Thomas: Mm-hmm. You can’t go, just in general you can’t be like “objection!” What? “To something you said four hours ago.”
Thomas: So it has to be pretty timely.
Andrew: Yup, exactly right.
Thomas: Okay, yeah.
Andrew: And that’s what timely means, that you can’t wait and see and go oh, we lost, it must’ve been that stupid instruction.
Thomas: Mm-hmm. Right.
Andrew: No, you’ve gotta say at the time “I think this is wrong as a matter of law.”
Thomas: Alright! [Sighs] Well as usual when I get something right it’s usually a little bit of skill and a little bit of luck! [Laughs]
Thomas: I fudged it a little bit on that. You know, I feel like that was somewhere in my mind and in my reasoning but I definitely didn’t say it, so I might’ve lucked on that last step. But the important thing is the streak continues, and now mathematically I’m probably at 60%, right?
Andrew: You are six in a row which ties your longest win streak since we started playing.
Thomas: Really? I thought I had like nine.
Andrew: Well maybe I’m wrong. Teresa will know. Teresa, let us know.
Thomas: Teresa, tell us.
Andrew: And you are up over 55%.
Andrew: But 55.2.
Thomas: Yeah, I was joking.
Andrew: So great work!
Thomas: 55.2, alright! There you have it! Do you believe in miracles? Alright, well, Andrew hop in your time machine and if anyone’s still listening [Laughing] after this long episode let ‘em know who this week’s big winner is.
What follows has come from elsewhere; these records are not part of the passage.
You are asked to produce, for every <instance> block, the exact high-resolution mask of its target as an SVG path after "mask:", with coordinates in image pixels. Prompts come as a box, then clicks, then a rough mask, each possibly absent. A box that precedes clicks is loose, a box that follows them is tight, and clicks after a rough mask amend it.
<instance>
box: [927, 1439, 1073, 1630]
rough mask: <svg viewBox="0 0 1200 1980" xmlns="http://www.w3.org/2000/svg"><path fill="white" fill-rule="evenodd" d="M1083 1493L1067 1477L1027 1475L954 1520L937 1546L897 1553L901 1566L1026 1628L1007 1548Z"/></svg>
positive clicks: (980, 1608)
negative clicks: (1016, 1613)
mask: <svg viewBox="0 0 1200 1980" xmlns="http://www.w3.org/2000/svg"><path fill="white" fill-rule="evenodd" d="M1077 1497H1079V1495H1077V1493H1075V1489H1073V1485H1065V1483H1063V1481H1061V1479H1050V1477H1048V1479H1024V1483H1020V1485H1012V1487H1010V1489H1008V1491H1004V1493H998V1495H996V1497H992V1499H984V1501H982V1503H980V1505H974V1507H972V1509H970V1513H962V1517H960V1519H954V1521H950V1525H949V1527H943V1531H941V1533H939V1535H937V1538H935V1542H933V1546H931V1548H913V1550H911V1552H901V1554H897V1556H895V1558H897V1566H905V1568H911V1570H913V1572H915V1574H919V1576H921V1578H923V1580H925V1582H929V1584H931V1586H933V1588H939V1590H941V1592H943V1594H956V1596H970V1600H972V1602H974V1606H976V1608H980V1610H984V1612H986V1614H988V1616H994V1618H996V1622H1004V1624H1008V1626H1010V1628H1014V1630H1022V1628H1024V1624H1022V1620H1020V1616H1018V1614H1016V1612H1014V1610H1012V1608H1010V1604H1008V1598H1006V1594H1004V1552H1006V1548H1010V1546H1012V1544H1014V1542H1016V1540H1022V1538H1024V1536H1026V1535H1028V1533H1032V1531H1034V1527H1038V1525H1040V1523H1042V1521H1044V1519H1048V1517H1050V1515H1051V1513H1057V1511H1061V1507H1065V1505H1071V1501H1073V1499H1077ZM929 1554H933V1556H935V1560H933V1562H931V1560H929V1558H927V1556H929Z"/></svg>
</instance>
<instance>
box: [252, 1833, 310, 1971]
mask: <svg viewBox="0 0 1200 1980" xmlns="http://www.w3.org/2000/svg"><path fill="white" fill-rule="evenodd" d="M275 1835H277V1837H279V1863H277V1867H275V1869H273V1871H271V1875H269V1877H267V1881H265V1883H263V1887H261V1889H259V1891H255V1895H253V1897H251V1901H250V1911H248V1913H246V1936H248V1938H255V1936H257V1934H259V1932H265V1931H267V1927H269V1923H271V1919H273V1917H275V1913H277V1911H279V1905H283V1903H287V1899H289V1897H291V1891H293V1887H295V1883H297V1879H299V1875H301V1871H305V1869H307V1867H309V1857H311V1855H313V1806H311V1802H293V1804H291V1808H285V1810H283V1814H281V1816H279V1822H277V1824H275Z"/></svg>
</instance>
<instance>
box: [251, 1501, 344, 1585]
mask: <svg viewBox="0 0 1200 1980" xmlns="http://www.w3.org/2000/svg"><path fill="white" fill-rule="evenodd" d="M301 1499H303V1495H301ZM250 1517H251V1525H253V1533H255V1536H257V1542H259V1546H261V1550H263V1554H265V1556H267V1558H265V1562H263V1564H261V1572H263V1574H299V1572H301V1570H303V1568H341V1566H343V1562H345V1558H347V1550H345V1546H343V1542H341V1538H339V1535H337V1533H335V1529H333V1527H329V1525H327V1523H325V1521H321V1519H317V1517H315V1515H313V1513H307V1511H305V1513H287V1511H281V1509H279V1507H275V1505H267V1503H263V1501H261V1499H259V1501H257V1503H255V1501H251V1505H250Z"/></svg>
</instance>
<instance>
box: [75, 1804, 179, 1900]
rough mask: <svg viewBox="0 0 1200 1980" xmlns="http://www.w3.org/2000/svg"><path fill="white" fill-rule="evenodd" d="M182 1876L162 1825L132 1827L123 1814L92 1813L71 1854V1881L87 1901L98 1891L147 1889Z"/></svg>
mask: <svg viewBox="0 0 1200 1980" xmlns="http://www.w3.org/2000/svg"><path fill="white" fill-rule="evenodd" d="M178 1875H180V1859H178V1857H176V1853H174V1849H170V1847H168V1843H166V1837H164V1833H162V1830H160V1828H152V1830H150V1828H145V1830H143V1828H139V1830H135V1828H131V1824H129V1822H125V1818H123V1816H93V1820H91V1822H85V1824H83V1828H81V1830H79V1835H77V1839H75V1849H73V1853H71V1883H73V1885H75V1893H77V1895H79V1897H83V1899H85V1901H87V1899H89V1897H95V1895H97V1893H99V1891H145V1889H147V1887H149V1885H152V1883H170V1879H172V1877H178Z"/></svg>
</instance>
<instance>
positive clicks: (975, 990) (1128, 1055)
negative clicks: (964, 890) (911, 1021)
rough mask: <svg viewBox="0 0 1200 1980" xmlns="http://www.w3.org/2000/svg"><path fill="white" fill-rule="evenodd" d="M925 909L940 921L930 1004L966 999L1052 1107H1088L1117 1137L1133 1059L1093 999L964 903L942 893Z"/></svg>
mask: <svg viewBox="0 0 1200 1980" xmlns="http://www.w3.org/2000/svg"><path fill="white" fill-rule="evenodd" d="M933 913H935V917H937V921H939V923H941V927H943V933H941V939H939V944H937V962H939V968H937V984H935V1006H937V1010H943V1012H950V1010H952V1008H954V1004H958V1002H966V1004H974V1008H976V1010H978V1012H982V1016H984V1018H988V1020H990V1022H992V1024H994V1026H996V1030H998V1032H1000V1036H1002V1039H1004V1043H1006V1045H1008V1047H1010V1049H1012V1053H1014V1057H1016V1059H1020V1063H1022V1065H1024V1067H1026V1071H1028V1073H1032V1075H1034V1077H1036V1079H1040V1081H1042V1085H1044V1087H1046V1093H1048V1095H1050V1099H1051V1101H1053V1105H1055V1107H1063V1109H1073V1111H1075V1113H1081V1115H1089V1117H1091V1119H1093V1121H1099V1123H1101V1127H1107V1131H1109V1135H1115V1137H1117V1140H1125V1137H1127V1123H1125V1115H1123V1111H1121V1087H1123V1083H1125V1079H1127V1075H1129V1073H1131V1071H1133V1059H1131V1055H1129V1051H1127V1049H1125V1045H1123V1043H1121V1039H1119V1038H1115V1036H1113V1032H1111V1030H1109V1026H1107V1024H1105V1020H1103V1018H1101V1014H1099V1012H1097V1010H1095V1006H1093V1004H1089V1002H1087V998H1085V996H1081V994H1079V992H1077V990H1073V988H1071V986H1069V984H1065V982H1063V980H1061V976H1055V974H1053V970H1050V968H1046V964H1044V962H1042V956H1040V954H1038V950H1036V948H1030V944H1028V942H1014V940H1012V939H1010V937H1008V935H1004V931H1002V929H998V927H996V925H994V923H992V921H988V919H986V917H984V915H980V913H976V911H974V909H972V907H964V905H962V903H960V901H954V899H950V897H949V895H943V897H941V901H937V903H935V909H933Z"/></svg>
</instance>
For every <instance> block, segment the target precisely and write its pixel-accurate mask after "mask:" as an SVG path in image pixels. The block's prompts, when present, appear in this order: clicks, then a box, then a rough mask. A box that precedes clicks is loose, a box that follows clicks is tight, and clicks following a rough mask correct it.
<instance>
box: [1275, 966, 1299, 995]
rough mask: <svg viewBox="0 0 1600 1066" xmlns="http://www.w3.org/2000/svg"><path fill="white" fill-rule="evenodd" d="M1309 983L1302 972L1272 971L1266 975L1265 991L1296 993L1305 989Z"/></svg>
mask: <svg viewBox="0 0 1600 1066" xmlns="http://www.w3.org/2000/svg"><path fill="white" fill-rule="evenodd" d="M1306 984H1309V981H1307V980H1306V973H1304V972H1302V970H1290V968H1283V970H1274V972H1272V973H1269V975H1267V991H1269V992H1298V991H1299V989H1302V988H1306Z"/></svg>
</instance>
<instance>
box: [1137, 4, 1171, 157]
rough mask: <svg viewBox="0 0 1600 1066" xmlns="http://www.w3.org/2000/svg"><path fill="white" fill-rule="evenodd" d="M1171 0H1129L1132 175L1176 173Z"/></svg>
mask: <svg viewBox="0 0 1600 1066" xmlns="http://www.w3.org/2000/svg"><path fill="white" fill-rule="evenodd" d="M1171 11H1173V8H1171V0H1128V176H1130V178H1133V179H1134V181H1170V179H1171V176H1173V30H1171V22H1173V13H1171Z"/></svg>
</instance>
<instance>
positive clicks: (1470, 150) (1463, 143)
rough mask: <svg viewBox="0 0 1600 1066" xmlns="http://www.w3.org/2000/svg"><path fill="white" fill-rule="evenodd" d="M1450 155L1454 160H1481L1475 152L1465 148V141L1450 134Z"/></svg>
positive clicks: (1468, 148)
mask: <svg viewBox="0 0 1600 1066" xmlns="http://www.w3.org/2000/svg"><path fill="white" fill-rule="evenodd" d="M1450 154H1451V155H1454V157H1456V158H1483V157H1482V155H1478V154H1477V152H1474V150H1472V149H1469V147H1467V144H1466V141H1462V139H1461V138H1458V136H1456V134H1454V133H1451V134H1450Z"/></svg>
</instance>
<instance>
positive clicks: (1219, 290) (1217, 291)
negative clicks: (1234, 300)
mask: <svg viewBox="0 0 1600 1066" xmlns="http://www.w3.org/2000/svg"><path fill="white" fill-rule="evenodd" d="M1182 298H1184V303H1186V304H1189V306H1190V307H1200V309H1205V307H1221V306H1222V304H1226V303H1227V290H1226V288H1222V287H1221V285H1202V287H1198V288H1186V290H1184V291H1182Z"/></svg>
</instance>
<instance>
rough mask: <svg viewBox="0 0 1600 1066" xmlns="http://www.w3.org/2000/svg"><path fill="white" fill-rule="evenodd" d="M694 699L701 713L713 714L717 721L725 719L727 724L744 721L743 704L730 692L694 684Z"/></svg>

Andrew: Yeah! This winner will go right here in our hundred-plus minute episode!
Andrew: Well Thomas, a lot of folks played along this week with T3BE. This week’s winner is LadyOtheFarm, that is @OtheFarm on Twitter who writes “The answer is B. When the judge informed the parties of her response and plan, that was the time to make any objections known.”
Short, succinct, to the point, correct. Great job! Everyone follow LadyOtheFarm, that is @OtheFarm on Twitter and congratulations on being this week’s winner!
Thomas: Alright! [Laughs] Thanks for listening everybody, we will see you for Rapid Response Friday!